Pemerintah siapkan insentif untuk transaksi ekspor impor pakai rupiah?

Jum'at, 24 September 2021 | 09:33 WIB ET

JAKARTA, kabarbisnis.com: Pemerintah sedang merancang insentif untuk pelaku usaha yang memanfaatkan kerja sama penyelesaian transaksi bilateral dengan mata uang lokal atau local currency settlement (LCS).

Direktur Eksekutif Kepala Departemen Internasional Bank Indonesia (BI) Doddy Zulverdi mengatakan, secara eksplisit, pemerintah mengatakan akan memberikan kemudahan fasilitasi dan insentif.

"Insentif dalam konteks fasilitasi ekspor dan impor, untuk mendorong minat pelaku usaha dalam memanfaatkan LCS," kata Doddy dalam webinar "Dampak Penerapan LCS Diperluas, Bagaimana Nasib Rupiah?" di Jakarta, Kamis (23/9/2021).

Di samping itu, BI akan menggencarkan kampanye secara komprehensif kepada pelaku usaha, termasuk melalui pendekatan dengan menyasar pelaku usaha spesifik.

Menurut Doddy, peningkatan pengetahuan pelaku usaha menjadi penting karena berdasarkan survei BI, sebanyak 80% dari responden mengatakan belum mengetahui LCS.

BI juga akan merelaksasi pengaturan LCS yang masih memberatkan pelaku usaha dengan tetap memperhitungkan risiko. BI antara lain akan memperluas cakupan transaksi LCS.
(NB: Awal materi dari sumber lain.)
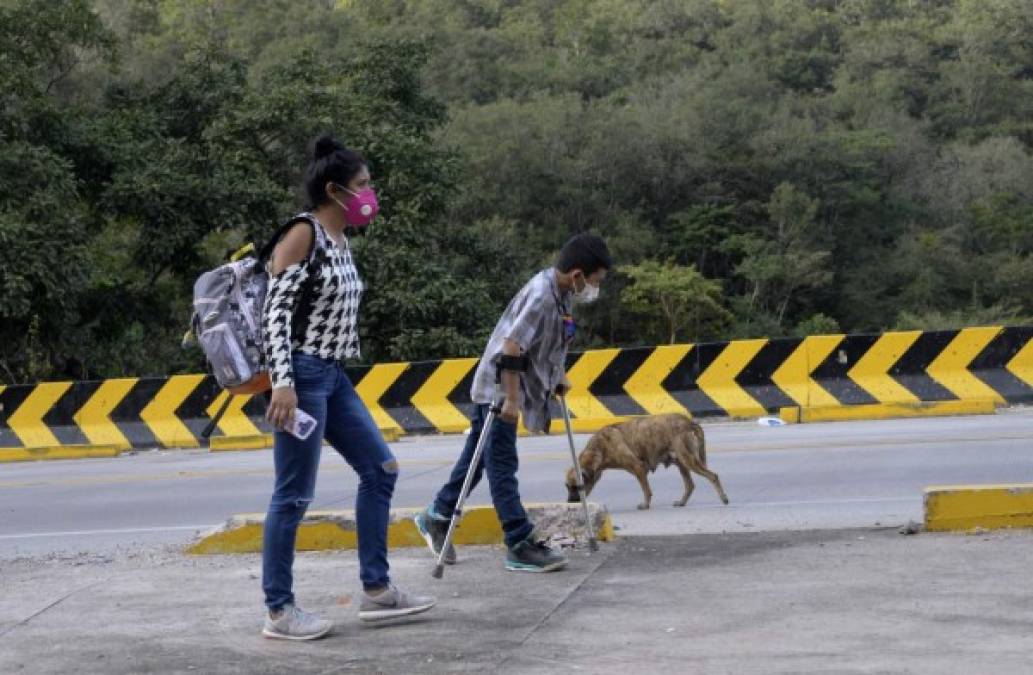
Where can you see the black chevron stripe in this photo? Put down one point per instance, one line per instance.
(832, 374)
(126, 413)
(59, 418)
(989, 366)
(910, 369)
(460, 396)
(608, 387)
(682, 380)
(193, 410)
(10, 399)
(398, 399)
(756, 377)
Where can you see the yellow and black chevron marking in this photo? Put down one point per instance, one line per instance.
(741, 378)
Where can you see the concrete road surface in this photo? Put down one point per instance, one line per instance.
(822, 476)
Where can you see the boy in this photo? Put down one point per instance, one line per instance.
(537, 326)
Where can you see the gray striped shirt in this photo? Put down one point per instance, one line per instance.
(534, 320)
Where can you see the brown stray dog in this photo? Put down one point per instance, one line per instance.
(640, 446)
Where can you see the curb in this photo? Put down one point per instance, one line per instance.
(959, 508)
(59, 452)
(326, 530)
(794, 415)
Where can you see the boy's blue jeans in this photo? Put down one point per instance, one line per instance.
(325, 393)
(500, 459)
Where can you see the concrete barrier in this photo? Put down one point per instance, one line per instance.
(959, 508)
(823, 376)
(322, 530)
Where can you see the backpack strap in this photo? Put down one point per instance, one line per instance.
(315, 259)
(265, 254)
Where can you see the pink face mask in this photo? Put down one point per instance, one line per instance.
(361, 208)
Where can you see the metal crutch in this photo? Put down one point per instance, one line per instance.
(577, 474)
(493, 410)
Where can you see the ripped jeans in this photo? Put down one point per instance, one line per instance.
(325, 393)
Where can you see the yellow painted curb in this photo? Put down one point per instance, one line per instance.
(264, 441)
(58, 452)
(953, 508)
(795, 415)
(324, 530)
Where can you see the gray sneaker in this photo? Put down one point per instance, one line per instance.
(294, 623)
(392, 604)
(434, 531)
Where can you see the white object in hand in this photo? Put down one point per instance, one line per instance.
(303, 426)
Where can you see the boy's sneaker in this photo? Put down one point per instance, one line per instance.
(392, 604)
(434, 531)
(294, 623)
(533, 555)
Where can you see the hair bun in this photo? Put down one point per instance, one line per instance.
(325, 146)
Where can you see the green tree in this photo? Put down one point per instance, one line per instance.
(674, 302)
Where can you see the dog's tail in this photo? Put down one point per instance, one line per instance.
(697, 431)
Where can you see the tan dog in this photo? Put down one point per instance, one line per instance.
(640, 446)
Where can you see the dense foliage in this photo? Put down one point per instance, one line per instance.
(760, 167)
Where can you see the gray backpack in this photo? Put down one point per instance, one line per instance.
(227, 316)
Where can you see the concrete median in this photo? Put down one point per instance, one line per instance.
(959, 508)
(324, 530)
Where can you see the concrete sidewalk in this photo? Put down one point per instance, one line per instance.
(831, 602)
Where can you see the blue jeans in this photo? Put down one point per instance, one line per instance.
(500, 459)
(326, 394)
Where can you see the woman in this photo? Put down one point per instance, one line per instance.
(309, 325)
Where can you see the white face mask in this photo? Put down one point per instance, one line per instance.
(588, 294)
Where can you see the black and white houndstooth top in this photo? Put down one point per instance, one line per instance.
(321, 321)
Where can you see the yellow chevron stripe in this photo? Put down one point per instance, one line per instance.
(718, 381)
(94, 418)
(373, 386)
(646, 385)
(235, 421)
(950, 368)
(27, 421)
(1022, 364)
(160, 413)
(872, 372)
(582, 374)
(793, 376)
(432, 398)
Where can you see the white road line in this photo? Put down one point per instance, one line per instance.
(814, 502)
(126, 530)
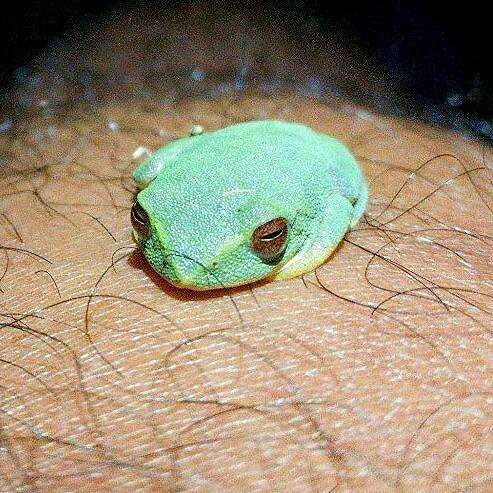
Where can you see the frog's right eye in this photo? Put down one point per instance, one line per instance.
(140, 220)
(268, 241)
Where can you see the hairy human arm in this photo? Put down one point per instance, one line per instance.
(372, 374)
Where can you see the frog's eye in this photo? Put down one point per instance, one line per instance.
(269, 239)
(140, 220)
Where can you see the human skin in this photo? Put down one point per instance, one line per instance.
(372, 374)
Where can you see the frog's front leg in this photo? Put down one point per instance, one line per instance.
(328, 229)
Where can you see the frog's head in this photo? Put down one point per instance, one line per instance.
(215, 244)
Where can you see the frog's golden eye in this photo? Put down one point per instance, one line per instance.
(269, 239)
(140, 220)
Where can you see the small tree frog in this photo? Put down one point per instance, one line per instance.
(256, 200)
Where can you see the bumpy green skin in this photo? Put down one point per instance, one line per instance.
(206, 194)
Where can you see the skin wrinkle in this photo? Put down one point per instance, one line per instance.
(373, 373)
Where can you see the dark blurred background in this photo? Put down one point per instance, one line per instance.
(436, 51)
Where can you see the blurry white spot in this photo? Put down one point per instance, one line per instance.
(196, 130)
(21, 74)
(6, 125)
(141, 151)
(455, 99)
(112, 125)
(198, 74)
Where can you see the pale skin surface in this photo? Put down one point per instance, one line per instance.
(113, 380)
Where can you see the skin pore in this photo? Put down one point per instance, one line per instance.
(373, 373)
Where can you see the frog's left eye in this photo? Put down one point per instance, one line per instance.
(269, 239)
(140, 220)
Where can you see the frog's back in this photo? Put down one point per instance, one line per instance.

"Memang betul saat kerja sama dengan Malaysia dan Thailand, LCS diterapkan untuk perdagangan barang dan jasa, tapi pelaku usaha memandang perlu diperluas untuk foreign direct investment, income transfer, dan remitensi," terang Doddy.

BI juga tengah mengkaji ketentuan threshold underlying LCS yang dirasa memberatkan pelaku usaha, menyederhanakan format transaksi LCS, dan menambah bank Appointed Cross Currency Dealers (ACCD) yang dapat melaksanakan LCS.

"LCS tidak diwajibkan bagi pelaku usaha, yang jelas BI memfasilitasi dengan negara mitra. Kami juga memberi fleksibilitas kepada bank-bank yang ditunjuk, bank ACCD tadi," kata Doddy.

Dengan beragam keuntungan menerapkan LCS, Doddy pun meyakini pelaku usaha akan tertarik menerapkan LCS dengan sendirinya, tanpa perlu diwajibkan oleh pemerintah.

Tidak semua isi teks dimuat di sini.